TSS Chelmsford (1893)

TSS Chelmsford was a passenger vessel built for the Great Eastern Railway in 1893.[2]

Chelmsford illustrated in 'Holiday Handbooks. Practical guides to less frequented districts'.
History
Name:
  • 1893-1910: TSS Chelmsford
  • 1910-1911: TSS Bretonne
  • 1911-1920: TSS Esperia
  • 1920-ca.1925: TSS Syros
  • 1925-1934: TSS Esperia
Operator:
Port of registry:
Builder: Earle’s Shipbuilding and Engineering Company, Hull
Launched: 21 February 1893[1]
Out of service: 1934
Fate: Scrapped
General characteristics
Tonnage: 1,635 gross register tons (GRT)
Length: 300 feet (91 m)
Beam: 34.6 feet (10.5 m)
Draught: 16 feet (4.9 m)

History

She was built by Earle’s in Hull for the Great Eastern Railway. She was launched on 21 February 1893 and launched by the Mayoress of Chelmsford. She was intended for the new route from Harwich to the Hook of Holland. She was described as

having an awning deck extending almost the entire length of the ship and a complete lower deck all fore and aft. The first class dining saloon is forward of the boilers on the main deck, and extends from side to side. It is 32ft long, and is entered through a spacious lobby formed in the large deck-house on the awning deck, the illumination being mainly got by means of a handsome painted glass dome. The remainder of this house is occupied by state rooms, the captain’s room, and a large ventilating truck for affording light and air to the dining room below. Forward of the saloon is a cabin and state-rooms specially arranged for ladies, and abaft the saloon on each side of the engines and boilers are other state-rooms, pantries, bar, lavatories, and officer’s accommodation. Abaft the engines and boilers on this deck are also further state rooms for first-class passengers with a separate entrance lobby from a deck-house in which is a spacious smoke-room.[1]
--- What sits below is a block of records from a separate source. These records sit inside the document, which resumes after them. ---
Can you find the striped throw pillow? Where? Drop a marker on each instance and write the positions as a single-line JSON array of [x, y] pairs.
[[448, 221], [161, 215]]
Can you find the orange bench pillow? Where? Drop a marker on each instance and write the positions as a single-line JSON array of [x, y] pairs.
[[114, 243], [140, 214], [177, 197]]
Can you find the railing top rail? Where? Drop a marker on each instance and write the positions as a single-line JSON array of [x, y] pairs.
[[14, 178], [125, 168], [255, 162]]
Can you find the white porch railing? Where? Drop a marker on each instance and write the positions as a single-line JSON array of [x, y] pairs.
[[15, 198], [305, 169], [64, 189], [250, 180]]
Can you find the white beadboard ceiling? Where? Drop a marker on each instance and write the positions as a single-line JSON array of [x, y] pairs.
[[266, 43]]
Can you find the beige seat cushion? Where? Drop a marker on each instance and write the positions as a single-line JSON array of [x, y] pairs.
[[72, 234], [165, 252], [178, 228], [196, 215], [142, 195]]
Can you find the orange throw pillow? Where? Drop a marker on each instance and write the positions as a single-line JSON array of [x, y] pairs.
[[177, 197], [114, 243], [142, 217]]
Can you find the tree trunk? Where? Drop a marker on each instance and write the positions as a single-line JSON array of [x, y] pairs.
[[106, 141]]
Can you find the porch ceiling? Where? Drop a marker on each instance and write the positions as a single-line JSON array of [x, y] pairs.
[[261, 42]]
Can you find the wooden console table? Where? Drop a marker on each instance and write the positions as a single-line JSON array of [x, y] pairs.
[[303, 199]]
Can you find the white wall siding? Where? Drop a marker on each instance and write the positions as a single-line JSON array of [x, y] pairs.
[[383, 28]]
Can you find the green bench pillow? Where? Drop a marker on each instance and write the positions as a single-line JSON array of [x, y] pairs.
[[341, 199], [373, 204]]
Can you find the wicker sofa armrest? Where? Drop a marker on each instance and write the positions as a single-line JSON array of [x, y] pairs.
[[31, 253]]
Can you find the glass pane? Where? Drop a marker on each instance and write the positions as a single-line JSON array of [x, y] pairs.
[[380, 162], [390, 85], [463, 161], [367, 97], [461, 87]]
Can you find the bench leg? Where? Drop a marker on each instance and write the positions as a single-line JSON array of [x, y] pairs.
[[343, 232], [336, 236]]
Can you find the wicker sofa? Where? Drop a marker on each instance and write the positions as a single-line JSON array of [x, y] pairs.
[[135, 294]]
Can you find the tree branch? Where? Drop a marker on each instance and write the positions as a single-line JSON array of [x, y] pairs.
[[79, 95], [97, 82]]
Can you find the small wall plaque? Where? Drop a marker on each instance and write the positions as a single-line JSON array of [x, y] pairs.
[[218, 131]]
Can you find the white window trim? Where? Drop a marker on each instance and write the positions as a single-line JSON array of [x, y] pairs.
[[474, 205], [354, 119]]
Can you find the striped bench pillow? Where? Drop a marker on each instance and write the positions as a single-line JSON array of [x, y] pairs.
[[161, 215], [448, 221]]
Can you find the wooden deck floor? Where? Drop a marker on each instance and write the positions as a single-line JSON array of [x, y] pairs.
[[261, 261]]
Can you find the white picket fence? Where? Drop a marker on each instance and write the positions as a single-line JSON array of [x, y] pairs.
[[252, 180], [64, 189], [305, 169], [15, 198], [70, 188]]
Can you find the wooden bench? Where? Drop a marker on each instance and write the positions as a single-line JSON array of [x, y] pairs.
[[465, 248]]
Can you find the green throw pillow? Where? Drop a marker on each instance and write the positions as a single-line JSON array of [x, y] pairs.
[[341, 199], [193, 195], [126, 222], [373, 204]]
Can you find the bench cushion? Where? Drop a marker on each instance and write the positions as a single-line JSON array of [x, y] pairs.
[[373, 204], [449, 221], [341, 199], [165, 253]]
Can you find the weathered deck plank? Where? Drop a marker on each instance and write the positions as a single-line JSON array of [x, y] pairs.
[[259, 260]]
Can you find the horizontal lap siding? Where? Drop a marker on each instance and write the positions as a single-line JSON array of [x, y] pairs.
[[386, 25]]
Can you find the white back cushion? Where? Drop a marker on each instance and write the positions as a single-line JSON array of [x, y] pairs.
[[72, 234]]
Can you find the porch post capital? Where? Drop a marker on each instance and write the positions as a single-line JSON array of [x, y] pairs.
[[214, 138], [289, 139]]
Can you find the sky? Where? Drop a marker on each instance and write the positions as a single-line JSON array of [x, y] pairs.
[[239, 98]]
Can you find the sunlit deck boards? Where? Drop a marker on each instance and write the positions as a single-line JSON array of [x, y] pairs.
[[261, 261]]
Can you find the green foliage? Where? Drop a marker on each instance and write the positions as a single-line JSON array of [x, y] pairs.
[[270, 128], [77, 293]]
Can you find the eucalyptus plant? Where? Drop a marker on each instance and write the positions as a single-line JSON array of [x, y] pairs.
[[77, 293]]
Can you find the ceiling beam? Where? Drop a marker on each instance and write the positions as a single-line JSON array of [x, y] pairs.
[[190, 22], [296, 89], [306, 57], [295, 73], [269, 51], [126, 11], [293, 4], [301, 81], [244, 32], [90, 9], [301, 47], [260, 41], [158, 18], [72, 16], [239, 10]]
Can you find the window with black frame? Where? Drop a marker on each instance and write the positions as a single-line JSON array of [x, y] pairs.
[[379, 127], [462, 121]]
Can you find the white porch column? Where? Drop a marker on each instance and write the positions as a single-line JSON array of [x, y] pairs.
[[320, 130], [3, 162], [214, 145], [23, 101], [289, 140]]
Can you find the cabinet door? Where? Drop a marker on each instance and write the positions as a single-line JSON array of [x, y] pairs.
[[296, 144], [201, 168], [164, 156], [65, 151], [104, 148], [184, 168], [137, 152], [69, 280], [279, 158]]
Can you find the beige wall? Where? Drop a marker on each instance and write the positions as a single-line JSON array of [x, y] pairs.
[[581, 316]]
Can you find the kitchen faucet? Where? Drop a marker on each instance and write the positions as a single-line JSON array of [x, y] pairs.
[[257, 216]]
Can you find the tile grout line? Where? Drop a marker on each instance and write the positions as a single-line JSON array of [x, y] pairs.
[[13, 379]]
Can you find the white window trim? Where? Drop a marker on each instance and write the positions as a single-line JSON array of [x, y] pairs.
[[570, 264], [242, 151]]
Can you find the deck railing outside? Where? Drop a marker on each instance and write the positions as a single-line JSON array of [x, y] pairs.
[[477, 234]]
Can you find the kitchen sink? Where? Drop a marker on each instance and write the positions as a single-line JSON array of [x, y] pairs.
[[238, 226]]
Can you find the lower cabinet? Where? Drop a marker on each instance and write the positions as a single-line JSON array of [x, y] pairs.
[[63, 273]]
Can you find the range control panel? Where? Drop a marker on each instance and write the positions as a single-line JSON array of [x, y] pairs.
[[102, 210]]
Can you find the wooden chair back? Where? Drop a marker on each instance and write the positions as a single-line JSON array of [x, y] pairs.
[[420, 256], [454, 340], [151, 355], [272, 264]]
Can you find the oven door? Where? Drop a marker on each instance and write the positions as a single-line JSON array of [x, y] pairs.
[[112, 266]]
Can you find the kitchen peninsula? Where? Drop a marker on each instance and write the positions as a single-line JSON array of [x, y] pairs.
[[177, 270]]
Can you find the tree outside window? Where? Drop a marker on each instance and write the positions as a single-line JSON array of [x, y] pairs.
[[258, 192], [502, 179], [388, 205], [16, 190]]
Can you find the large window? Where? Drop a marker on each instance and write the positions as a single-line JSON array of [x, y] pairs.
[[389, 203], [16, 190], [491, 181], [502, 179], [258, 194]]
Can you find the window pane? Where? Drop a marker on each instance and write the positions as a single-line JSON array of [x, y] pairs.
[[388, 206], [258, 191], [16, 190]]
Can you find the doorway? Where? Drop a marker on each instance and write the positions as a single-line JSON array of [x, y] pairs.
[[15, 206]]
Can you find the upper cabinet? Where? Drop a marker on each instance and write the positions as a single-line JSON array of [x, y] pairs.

In 1910 she was purchased by the Great Western Railway for the route from Plymouth to Brest and renamed Bretonne.[3] She was sold in the following year to the National Steam Navigation Company of Greece when she was renamed Esperia. For a short time in the early 1920s she was renamed Syros, but was renamed Esperia again until she was scrapped in 1934.

References

  1. "A magnificent passenger steamer". Hull Daily Mail. Hull. 21 February 1893. Retrieved 13 October 2015 via British Newspaper Archive.
  2. Duckworth, Christian Leslie Dyce; Langmuir, Graham Easton (1968). Railway and other Steamers. Prescot, Lancashire: T. Stephenson and Sons.
  3. "New G.W.R. Steamer for the Plymouth and Brest Route". Western Times. England. 29 July 1910. Retrieved 13 October 2015 via British Newspaper Archive.